Hey folks, I'm trying to figure out an algorithm that will help me group an assortment of files of varying sizes into say, 'n' groups of approximately equal size.
Any ideas on how to achieve this?
Hey folks, I'm trying to figure out an algorithm that will help me group an assortment of files of varying sizes into say, 'n' groups of approximately equal size.

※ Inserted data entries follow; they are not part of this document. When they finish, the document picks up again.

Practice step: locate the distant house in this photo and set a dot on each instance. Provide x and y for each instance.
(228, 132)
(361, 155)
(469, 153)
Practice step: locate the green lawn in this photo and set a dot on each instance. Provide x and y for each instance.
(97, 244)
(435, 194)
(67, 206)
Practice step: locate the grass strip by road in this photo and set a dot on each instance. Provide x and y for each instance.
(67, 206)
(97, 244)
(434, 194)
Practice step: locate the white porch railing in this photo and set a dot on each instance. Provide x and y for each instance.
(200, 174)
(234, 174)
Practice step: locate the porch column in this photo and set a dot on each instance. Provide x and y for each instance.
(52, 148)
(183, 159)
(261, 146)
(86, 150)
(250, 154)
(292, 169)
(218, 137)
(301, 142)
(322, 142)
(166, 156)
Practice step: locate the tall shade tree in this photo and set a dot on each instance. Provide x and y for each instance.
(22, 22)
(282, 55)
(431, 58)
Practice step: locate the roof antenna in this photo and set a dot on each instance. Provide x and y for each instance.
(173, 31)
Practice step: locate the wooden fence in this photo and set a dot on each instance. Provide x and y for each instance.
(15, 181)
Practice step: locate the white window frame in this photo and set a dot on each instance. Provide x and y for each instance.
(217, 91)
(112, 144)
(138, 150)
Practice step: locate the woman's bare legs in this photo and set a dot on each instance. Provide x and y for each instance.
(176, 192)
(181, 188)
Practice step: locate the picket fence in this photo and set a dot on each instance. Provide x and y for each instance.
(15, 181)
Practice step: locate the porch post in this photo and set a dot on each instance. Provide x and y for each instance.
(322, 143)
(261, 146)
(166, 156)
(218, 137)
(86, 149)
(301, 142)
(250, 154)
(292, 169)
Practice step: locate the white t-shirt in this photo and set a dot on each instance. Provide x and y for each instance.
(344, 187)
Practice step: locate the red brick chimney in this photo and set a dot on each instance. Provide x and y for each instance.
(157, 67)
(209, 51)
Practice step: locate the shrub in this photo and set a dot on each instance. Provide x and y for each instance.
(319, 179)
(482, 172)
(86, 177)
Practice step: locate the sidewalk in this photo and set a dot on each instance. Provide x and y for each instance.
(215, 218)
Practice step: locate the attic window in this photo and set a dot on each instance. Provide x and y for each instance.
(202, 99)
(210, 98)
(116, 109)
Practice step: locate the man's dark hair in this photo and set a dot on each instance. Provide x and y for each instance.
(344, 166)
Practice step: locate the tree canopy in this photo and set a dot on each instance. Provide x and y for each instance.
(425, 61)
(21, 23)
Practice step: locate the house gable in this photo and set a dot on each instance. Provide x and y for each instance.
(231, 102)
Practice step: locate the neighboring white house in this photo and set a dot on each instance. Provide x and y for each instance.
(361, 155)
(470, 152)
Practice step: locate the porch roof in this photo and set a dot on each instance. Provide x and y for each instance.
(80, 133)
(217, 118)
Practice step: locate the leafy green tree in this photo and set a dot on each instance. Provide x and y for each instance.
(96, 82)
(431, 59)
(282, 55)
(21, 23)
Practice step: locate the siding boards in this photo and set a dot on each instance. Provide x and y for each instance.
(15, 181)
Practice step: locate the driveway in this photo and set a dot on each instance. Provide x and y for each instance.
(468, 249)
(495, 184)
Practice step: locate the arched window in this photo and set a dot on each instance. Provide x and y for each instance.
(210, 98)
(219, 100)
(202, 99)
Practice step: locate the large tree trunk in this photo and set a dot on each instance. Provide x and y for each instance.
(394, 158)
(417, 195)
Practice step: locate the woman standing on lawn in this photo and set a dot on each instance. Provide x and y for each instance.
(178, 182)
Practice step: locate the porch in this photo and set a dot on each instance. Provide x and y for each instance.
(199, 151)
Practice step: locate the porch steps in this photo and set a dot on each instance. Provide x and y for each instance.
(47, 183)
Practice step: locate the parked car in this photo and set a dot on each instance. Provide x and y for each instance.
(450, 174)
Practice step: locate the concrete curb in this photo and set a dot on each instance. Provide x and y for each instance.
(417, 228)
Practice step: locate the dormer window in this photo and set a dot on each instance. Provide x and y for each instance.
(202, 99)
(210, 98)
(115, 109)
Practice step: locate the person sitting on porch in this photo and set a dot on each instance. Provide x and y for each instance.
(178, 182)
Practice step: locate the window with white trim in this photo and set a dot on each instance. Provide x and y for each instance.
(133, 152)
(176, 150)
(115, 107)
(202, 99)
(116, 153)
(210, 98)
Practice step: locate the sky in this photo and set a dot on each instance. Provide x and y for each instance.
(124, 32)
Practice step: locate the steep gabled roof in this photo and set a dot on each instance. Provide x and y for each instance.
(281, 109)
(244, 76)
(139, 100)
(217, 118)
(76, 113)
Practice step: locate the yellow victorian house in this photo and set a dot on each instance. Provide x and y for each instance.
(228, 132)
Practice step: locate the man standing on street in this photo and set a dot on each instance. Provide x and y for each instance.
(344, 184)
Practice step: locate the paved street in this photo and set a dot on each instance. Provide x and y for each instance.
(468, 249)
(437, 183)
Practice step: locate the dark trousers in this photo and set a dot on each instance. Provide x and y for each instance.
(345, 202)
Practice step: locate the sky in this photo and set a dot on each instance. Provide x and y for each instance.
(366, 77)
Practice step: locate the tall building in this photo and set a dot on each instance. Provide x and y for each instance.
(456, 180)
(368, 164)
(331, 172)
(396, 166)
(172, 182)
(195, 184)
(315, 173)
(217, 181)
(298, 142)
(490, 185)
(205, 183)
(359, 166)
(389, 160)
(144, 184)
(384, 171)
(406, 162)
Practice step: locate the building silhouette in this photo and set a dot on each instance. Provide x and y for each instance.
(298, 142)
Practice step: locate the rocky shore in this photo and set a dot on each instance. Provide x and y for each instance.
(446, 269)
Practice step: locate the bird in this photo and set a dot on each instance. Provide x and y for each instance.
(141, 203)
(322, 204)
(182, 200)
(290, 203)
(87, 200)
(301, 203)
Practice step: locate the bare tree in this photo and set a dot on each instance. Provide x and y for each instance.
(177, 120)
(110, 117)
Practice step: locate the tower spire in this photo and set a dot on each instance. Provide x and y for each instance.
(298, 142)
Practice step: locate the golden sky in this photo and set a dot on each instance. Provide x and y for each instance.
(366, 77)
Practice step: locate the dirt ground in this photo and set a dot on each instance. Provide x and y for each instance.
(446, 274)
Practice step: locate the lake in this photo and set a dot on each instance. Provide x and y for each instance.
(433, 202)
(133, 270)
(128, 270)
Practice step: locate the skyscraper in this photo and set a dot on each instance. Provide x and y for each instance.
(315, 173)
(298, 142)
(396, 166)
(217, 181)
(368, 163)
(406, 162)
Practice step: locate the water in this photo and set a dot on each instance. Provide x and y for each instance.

Any ideas on how to achieve this?
K means might help you. It's a good starting point to research about more advanced clustering algorithms, but given that your problem is 1-dimensional, k-means should be more than enough.
Find the target group size. This is the sum of all sizes divided by n.
Create a list of sizes.
Sort the files decreasing in size.
for each group
while the remaining space in your group is bigger than the first element of the list
take the first element of the list and move it to the group
for each element
find the elemnet for which the difference between group size and target group size is minimal
move this elemnt to the group
This doesn't produce optimal results, but is easy to implement and gets you good results. For the optimal solution you need an exhaustive search which is NP complete.
Your implicit optimization goal is most likely to minimize n, the number of groups. Then you have exactly the bin packing problem, sometimes called the cutting stock problem.
Netlib has this fortran code to solve the more general multiple knapsack problem (items have profit as well cost/weight values).